Clickhouse has a built in feature for this called Asynchronous Inserts https://clickhouse.com/docs/en/optimize/asynchronous-inserts

It just buffers inserts in a queue and then does them all at once after a second has passed. This document does briefly mention it but it's such a nice feature that saves you from setting up a whole Kafka thing.

mikeshi42 · 2025-02-14T17:43:54 1739555034

You want to be careful of async inserts as it's in-memory buffered as well and is not replicated afaik. So you can lose a bit of durability when using it (or you make sure your upstream pipeline can retry).

It is really nice in a pinch though.

chis · 2025-02-14T18:01:12 1739556072

My read on it was that if you keep wait_for_async_insert=True then the client will still wait until there's confirmation of a successful transaction, giving the possibility to retry. It does require one to actually have a retry handler on the client side, but that's a good idea anyways.
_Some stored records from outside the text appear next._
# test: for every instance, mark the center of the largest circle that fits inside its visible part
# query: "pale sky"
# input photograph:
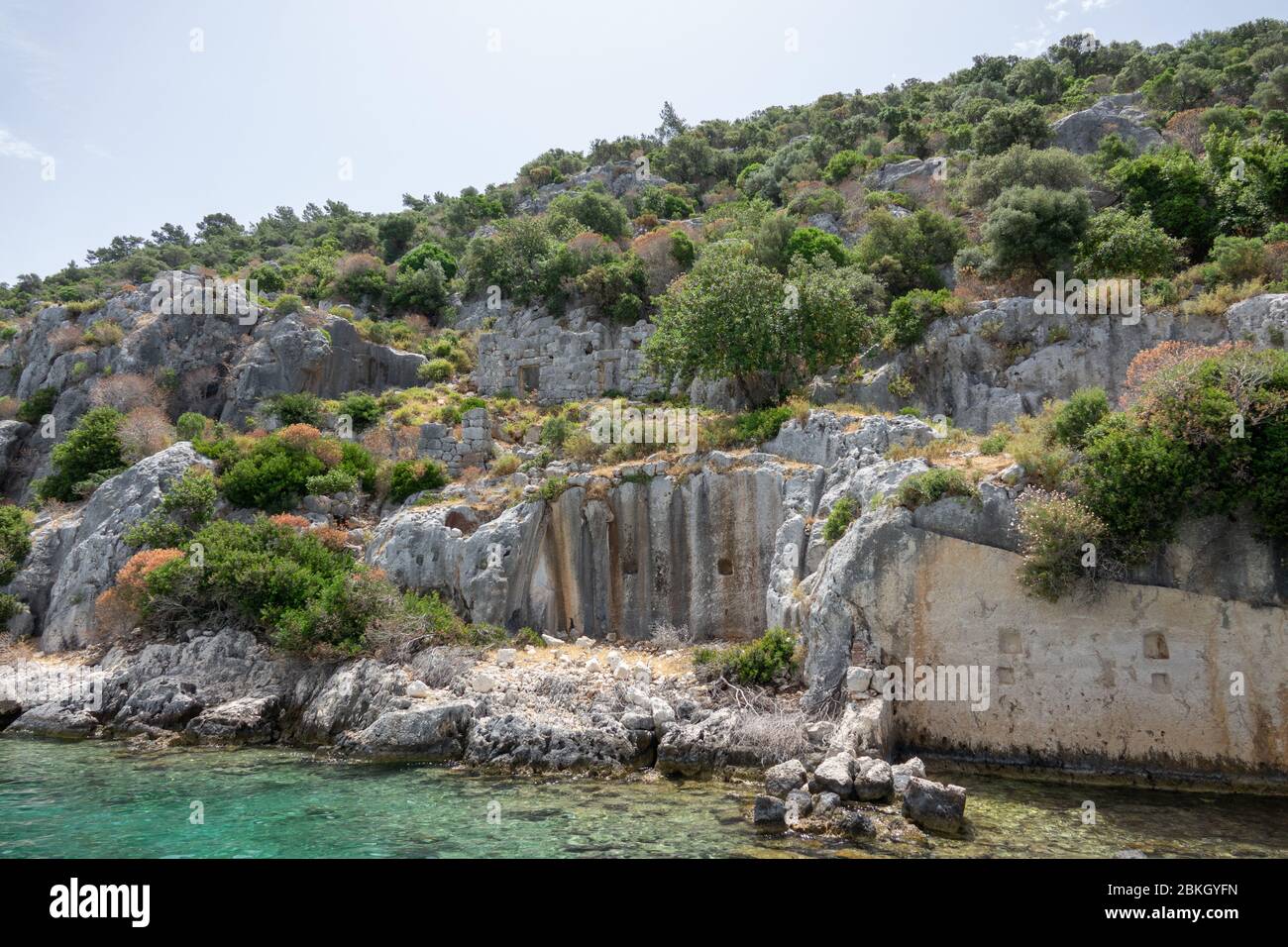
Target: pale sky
(142, 129)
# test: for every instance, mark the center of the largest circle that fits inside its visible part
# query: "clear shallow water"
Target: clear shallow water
(93, 799)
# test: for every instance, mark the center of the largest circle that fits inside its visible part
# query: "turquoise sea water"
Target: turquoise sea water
(94, 799)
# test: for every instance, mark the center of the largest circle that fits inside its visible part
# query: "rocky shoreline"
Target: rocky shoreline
(571, 707)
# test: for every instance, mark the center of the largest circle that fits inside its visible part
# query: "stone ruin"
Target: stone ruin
(532, 354)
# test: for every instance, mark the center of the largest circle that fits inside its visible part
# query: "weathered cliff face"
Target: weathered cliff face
(694, 552)
(1141, 676)
(1005, 360)
(220, 368)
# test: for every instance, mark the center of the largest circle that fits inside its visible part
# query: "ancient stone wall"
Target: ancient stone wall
(568, 359)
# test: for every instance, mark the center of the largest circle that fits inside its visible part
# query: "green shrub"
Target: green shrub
(1136, 479)
(553, 488)
(9, 607)
(356, 460)
(842, 513)
(420, 290)
(361, 275)
(1055, 531)
(1176, 191)
(268, 278)
(907, 253)
(1119, 244)
(331, 482)
(1034, 230)
(14, 541)
(593, 209)
(526, 635)
(39, 405)
(932, 484)
(810, 243)
(184, 509)
(841, 163)
(555, 429)
(758, 427)
(1003, 127)
(1236, 260)
(1078, 415)
(90, 454)
(683, 249)
(407, 476)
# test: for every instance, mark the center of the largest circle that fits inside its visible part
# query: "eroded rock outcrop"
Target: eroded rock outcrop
(1005, 360)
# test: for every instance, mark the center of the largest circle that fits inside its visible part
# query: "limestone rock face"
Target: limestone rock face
(423, 733)
(288, 356)
(1005, 360)
(1081, 132)
(572, 359)
(910, 174)
(695, 553)
(934, 805)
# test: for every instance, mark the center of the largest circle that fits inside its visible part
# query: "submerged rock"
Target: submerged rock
(786, 777)
(934, 805)
(768, 810)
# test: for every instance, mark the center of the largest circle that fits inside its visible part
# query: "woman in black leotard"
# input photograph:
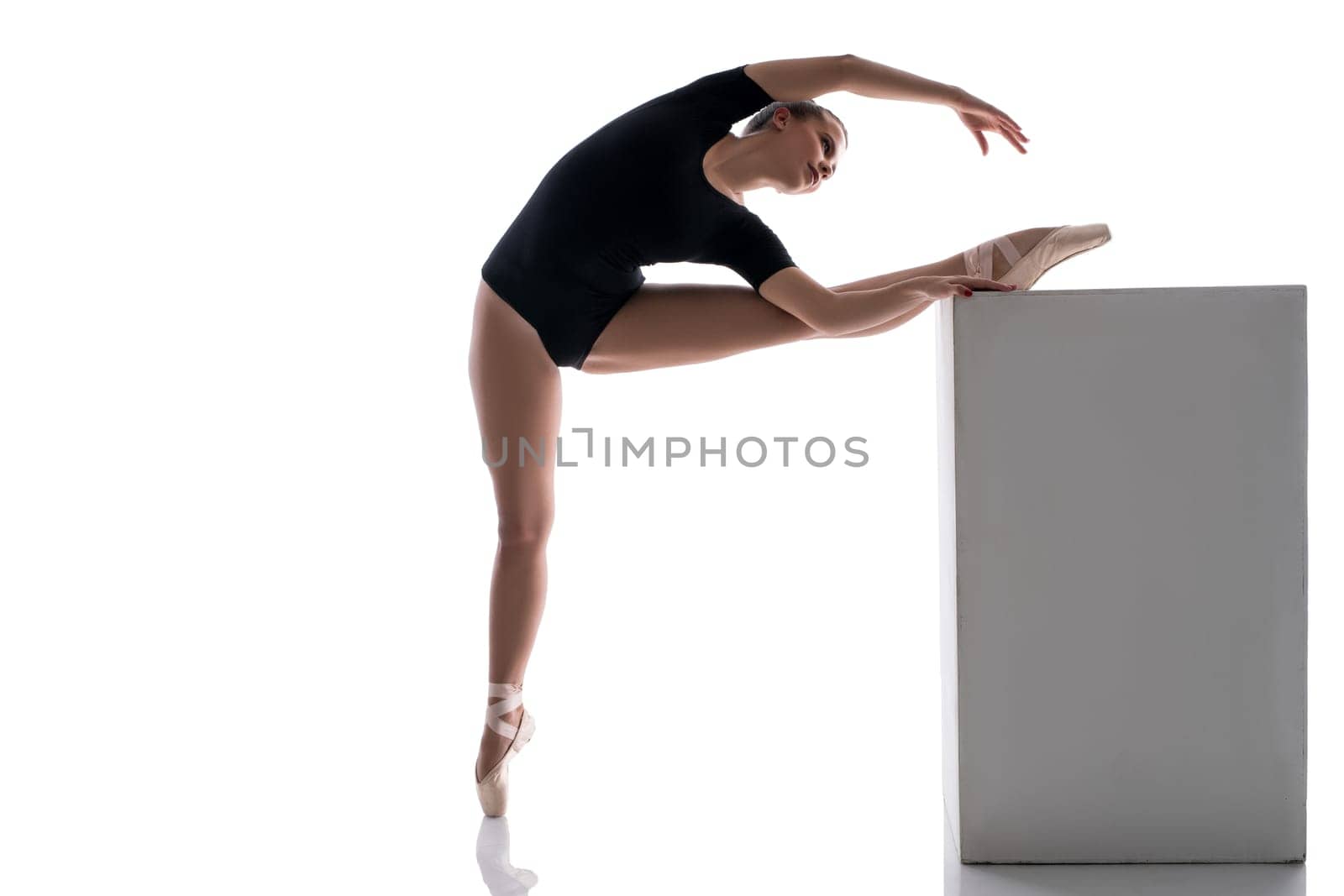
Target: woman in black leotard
(564, 288)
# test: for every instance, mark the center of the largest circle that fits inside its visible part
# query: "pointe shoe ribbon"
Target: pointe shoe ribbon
(512, 700)
(1025, 270)
(492, 790)
(980, 261)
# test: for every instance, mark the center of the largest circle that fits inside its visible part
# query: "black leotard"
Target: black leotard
(631, 194)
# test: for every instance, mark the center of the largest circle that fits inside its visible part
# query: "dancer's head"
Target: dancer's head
(801, 136)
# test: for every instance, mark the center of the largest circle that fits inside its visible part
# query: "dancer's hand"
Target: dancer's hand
(979, 116)
(936, 288)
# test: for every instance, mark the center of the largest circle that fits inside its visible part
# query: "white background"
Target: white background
(246, 528)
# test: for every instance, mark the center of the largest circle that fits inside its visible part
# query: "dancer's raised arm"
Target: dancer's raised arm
(869, 78)
(832, 313)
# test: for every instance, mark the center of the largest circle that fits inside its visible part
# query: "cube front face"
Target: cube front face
(1122, 481)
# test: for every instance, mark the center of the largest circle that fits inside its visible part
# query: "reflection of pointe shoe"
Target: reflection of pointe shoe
(492, 790)
(1058, 244)
(499, 873)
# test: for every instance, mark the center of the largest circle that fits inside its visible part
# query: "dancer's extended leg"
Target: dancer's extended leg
(517, 387)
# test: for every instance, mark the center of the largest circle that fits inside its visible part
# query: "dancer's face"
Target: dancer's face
(806, 145)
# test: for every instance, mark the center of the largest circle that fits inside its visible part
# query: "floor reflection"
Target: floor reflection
(1116, 880)
(501, 878)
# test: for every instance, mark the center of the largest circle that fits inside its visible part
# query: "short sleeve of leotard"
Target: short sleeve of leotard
(750, 248)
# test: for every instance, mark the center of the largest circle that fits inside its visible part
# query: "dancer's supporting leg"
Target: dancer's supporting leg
(517, 387)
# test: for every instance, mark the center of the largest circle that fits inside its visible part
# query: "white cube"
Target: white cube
(1122, 499)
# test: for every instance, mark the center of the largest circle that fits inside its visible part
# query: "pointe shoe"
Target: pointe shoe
(1058, 244)
(492, 790)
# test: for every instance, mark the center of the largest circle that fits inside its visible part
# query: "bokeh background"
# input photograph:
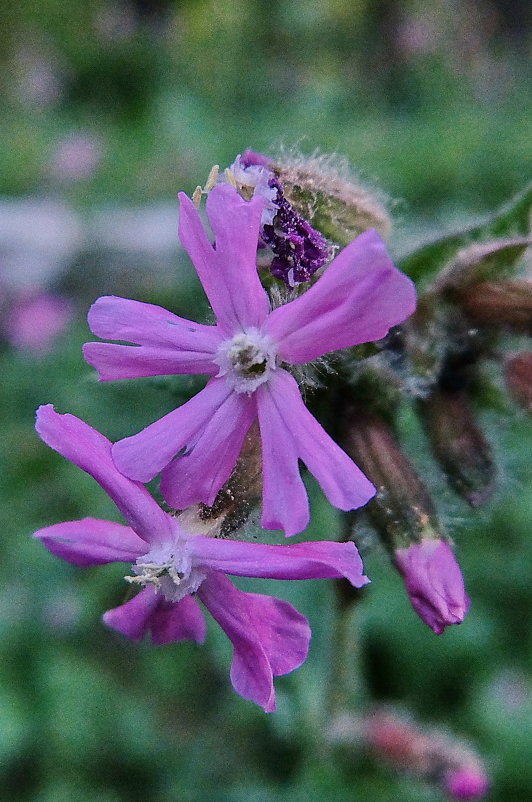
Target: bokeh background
(110, 108)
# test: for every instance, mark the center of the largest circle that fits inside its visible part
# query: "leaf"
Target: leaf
(513, 220)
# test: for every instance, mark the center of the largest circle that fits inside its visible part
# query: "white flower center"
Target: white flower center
(170, 570)
(246, 360)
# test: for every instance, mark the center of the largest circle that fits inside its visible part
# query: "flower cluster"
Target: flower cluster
(251, 355)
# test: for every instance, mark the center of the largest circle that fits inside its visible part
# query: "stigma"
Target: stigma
(246, 360)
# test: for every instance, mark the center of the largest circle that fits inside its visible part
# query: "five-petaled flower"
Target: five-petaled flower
(357, 299)
(269, 636)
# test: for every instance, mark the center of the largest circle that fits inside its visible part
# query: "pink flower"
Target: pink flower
(35, 321)
(175, 568)
(434, 583)
(467, 783)
(358, 298)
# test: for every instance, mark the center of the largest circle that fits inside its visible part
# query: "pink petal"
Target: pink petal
(269, 637)
(167, 344)
(317, 560)
(284, 497)
(168, 622)
(358, 299)
(91, 451)
(115, 362)
(175, 622)
(343, 483)
(199, 474)
(229, 271)
(113, 318)
(145, 454)
(92, 542)
(132, 618)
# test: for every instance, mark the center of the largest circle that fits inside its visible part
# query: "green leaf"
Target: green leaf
(512, 220)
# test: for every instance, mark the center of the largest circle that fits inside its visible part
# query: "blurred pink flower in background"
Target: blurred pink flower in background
(76, 157)
(34, 321)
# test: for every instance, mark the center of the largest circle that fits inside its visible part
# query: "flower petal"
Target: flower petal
(169, 622)
(316, 560)
(145, 454)
(358, 299)
(229, 271)
(92, 542)
(284, 496)
(114, 318)
(199, 474)
(343, 483)
(132, 618)
(175, 622)
(115, 362)
(91, 451)
(269, 637)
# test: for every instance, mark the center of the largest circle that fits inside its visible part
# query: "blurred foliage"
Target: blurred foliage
(428, 97)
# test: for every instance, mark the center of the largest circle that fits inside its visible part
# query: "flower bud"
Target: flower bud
(402, 510)
(501, 304)
(479, 262)
(434, 583)
(237, 499)
(518, 377)
(404, 516)
(324, 191)
(458, 444)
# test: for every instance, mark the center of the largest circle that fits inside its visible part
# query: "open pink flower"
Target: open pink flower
(358, 298)
(175, 568)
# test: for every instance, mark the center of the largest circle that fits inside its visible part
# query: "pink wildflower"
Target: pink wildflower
(467, 783)
(174, 567)
(434, 583)
(35, 321)
(358, 298)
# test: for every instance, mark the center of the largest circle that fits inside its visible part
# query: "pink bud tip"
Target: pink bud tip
(434, 583)
(467, 783)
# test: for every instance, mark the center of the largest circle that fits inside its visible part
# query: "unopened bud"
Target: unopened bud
(323, 190)
(402, 510)
(458, 444)
(434, 583)
(479, 262)
(404, 516)
(501, 304)
(518, 377)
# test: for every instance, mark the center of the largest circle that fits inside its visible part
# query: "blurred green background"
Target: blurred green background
(113, 107)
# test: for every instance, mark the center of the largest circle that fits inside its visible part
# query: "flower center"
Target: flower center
(246, 360)
(171, 573)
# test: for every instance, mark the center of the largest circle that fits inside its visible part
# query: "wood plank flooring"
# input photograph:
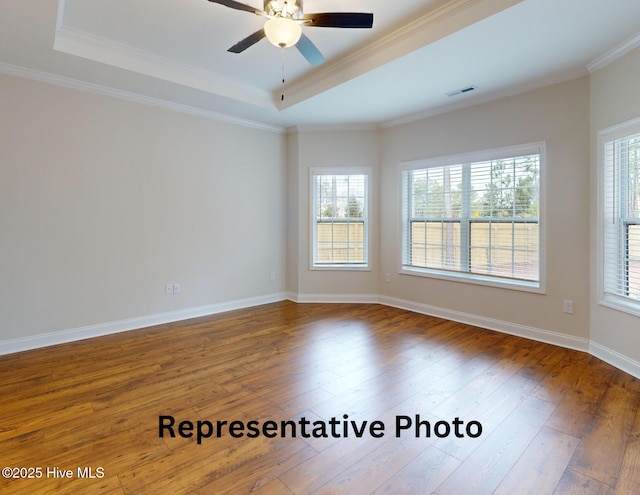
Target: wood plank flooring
(554, 421)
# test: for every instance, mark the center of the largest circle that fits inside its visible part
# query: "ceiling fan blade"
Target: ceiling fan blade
(309, 50)
(247, 42)
(239, 6)
(339, 19)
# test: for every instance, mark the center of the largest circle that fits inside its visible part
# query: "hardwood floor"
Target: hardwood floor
(553, 421)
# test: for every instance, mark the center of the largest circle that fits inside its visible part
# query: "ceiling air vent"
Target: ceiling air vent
(462, 91)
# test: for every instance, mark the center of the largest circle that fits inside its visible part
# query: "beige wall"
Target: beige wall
(104, 201)
(345, 148)
(557, 115)
(614, 100)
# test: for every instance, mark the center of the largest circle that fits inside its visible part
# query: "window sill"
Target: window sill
(623, 304)
(354, 267)
(503, 283)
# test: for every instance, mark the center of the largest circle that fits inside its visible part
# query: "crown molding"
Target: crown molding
(333, 128)
(86, 45)
(67, 82)
(614, 54)
(446, 19)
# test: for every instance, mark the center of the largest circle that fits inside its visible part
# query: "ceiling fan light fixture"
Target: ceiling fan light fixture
(282, 31)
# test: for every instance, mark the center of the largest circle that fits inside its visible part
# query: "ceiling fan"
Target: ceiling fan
(285, 19)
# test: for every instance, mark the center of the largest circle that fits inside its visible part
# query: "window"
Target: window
(475, 217)
(620, 217)
(340, 218)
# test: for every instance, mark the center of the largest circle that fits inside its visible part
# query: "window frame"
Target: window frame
(339, 171)
(606, 297)
(507, 152)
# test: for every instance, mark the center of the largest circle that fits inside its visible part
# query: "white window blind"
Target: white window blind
(339, 220)
(478, 218)
(621, 219)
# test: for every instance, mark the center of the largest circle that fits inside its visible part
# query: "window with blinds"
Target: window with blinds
(620, 216)
(475, 217)
(339, 219)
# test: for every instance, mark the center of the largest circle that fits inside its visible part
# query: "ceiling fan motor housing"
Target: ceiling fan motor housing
(283, 8)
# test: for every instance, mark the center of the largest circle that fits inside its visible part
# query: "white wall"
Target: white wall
(337, 148)
(103, 201)
(614, 99)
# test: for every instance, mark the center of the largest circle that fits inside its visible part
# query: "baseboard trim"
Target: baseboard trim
(533, 333)
(610, 356)
(335, 298)
(614, 358)
(101, 329)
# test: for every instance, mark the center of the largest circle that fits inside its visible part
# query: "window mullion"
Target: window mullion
(465, 220)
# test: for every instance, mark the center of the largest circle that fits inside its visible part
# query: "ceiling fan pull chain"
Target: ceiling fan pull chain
(282, 95)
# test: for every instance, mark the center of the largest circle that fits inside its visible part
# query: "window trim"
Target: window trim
(316, 171)
(612, 301)
(539, 286)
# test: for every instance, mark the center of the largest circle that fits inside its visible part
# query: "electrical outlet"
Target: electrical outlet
(567, 306)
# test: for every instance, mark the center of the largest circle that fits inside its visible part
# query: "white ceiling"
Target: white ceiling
(174, 53)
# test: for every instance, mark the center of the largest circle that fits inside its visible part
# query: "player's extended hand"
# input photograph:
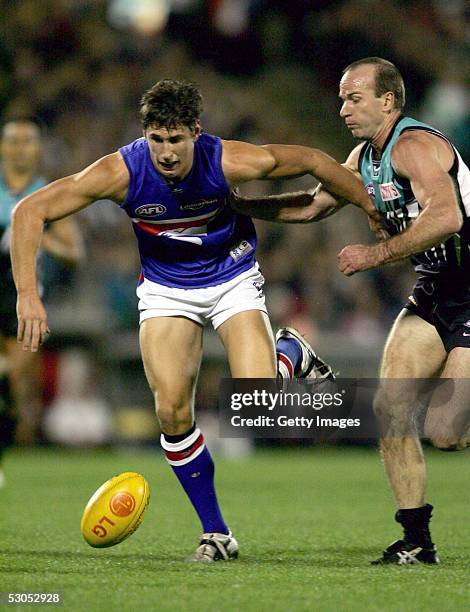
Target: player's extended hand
(32, 322)
(356, 258)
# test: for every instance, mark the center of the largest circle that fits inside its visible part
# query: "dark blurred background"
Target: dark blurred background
(269, 72)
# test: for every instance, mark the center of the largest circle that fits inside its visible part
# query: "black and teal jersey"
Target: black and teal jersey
(394, 199)
(8, 200)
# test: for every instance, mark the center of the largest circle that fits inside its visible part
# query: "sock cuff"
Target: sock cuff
(185, 451)
(412, 516)
(181, 444)
(285, 361)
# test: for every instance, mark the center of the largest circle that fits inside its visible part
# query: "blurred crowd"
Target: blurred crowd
(269, 71)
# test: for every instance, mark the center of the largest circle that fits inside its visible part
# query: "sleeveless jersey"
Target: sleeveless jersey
(8, 200)
(188, 236)
(394, 199)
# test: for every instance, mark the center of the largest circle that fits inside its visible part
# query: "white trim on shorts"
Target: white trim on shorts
(216, 304)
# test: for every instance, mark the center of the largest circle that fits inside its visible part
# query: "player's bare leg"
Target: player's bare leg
(448, 418)
(249, 342)
(171, 351)
(396, 405)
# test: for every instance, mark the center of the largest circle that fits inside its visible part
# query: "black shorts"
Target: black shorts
(445, 303)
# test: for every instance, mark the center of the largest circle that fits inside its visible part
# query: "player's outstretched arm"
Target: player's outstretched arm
(339, 184)
(424, 159)
(106, 178)
(301, 207)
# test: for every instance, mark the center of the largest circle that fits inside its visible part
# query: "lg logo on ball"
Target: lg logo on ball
(122, 504)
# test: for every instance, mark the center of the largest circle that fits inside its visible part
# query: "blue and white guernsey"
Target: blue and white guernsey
(188, 236)
(394, 199)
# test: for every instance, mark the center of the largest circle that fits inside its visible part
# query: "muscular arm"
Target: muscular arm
(424, 159)
(106, 178)
(243, 162)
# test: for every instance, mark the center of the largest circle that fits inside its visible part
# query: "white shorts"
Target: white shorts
(215, 304)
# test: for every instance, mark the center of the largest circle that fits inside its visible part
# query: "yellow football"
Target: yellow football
(115, 510)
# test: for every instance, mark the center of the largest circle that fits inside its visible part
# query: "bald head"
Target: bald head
(385, 78)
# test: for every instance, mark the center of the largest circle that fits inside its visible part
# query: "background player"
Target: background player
(198, 265)
(421, 187)
(20, 151)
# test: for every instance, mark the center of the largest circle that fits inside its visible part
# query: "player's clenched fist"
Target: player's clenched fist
(357, 257)
(32, 322)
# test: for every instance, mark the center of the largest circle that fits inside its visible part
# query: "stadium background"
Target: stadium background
(269, 72)
(308, 519)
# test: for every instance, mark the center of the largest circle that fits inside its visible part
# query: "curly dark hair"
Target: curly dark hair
(170, 103)
(387, 78)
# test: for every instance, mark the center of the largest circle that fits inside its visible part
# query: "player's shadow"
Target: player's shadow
(337, 556)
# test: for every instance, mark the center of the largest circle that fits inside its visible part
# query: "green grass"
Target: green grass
(308, 522)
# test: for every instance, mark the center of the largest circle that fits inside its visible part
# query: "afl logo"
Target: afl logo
(150, 210)
(122, 503)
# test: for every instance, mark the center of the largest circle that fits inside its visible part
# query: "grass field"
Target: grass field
(308, 522)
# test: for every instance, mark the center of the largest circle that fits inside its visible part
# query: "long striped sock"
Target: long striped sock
(193, 465)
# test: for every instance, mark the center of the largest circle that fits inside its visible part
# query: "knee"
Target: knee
(175, 415)
(394, 413)
(450, 443)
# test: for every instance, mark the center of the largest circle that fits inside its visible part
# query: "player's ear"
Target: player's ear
(389, 101)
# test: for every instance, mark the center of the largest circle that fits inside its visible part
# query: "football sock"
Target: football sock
(415, 522)
(192, 463)
(289, 357)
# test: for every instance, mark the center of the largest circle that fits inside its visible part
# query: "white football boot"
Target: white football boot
(312, 366)
(215, 547)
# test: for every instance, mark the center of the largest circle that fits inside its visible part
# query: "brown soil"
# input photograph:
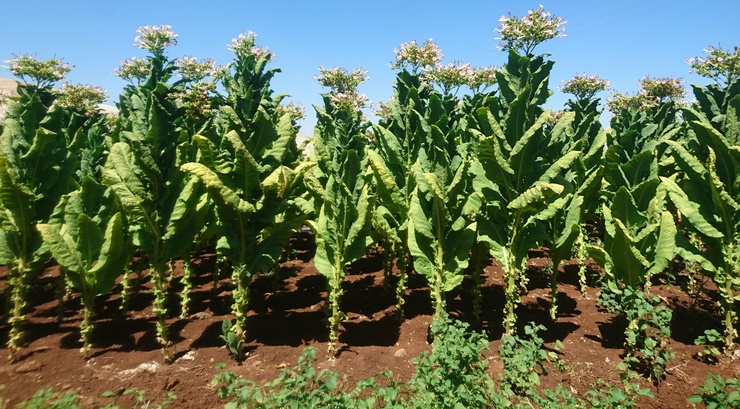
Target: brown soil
(287, 314)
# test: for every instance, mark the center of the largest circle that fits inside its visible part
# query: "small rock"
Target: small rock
(150, 367)
(201, 315)
(30, 366)
(171, 383)
(189, 356)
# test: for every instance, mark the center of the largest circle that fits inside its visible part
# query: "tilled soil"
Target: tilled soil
(287, 314)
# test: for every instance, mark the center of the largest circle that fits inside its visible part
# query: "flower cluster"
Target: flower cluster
(384, 110)
(341, 80)
(525, 33)
(722, 66)
(641, 101)
(245, 46)
(80, 97)
(348, 101)
(133, 69)
(458, 74)
(197, 100)
(5, 96)
(417, 56)
(155, 39)
(554, 117)
(451, 76)
(584, 87)
(343, 85)
(295, 110)
(663, 88)
(482, 77)
(193, 70)
(43, 72)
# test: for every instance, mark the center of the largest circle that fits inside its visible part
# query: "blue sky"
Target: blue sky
(619, 40)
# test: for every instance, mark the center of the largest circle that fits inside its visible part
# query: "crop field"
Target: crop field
(469, 247)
dilyevsky · 2025-02-14T18:52:07 1739559127

In practice, using async insert with wait means you need batching/retries implemented on the client side or else you may find you have thousands of threads stuck in wait. If you need to replay bc you messed something up you're also SOL. I generally appreciate not having to run kafka but that comes at a cost.

chis · 2025-02-14T18:59:18 1739559558

Very good point.

jsumrall · 2025-02-14T19:06:20 1739559980

Note that you will need a thread pool that’s large enough to handle 1 second (or whatever flush timeout you set) of events in your app concurrently. If you have thousands of events per second, plan accordingly.

iancarroll · 2025-02-14T18:04:46 1739556286

Didn’t spend enough time to find the root cause, but at enough volume this option caused some of our inserts to take several seconds, even with awaiting for success disabled. Just moved to using an in-memory queue in our app and it fixed it.

pachico · 2025-02-14T15:14:29 1739546069

In the past I used clickhouse-bulk and the buffer engine, mostly, which did a good job indeed.

However, during the last years I always find myself using https://vector.dev/ for all sort of tasks, including bulk inserts in ClickHouse.

twalla · 2025-02-14T15:36:35 1739547395

Oh man this is exactly what I've been looking for, thanks!

tacone · 2025-02-14T18:55:13 1739559313

Did you use it to get CDC from a relational db to clickhouse?

yakkomajuri · 2025-02-14T14:39:18 1739543958

The Kafka engine gets a little bit of hate (well, I haven't worked with ClickHouse for like 2 years now) but honestly it will go a long way.

At PostHog we were inserting something around 50M rows a day into CH with it and it was quite nice to be able to pause ingestion to a table by just detaching the table via SQL :D

I think they're still using the Kafka engine today but not sure. In our case (at least back then) we had to live with suboptimal batch sizes because we were providing near realtime analytics so Kafka was a solid fit.

dm03514 · 2025-02-15T20:53:15 1739652795

We just added Clickhouse sink support to SQLFlow:

- https://github.com/turbolytics/sql-flow/issues/100

- https://github.com/turbolytics/sql-flow/pull/116

The Clickhouse python API made this trivial thanks to supporting Arrow!

We have a tutorial explaining how to stream data from Kafka to Clickhouse using SQLFlow:

https://sql-flow.com/docs/tutorials/clickhouse-sink

Local benchmarks show 70,000 rows / second insert using a batch size of 50k!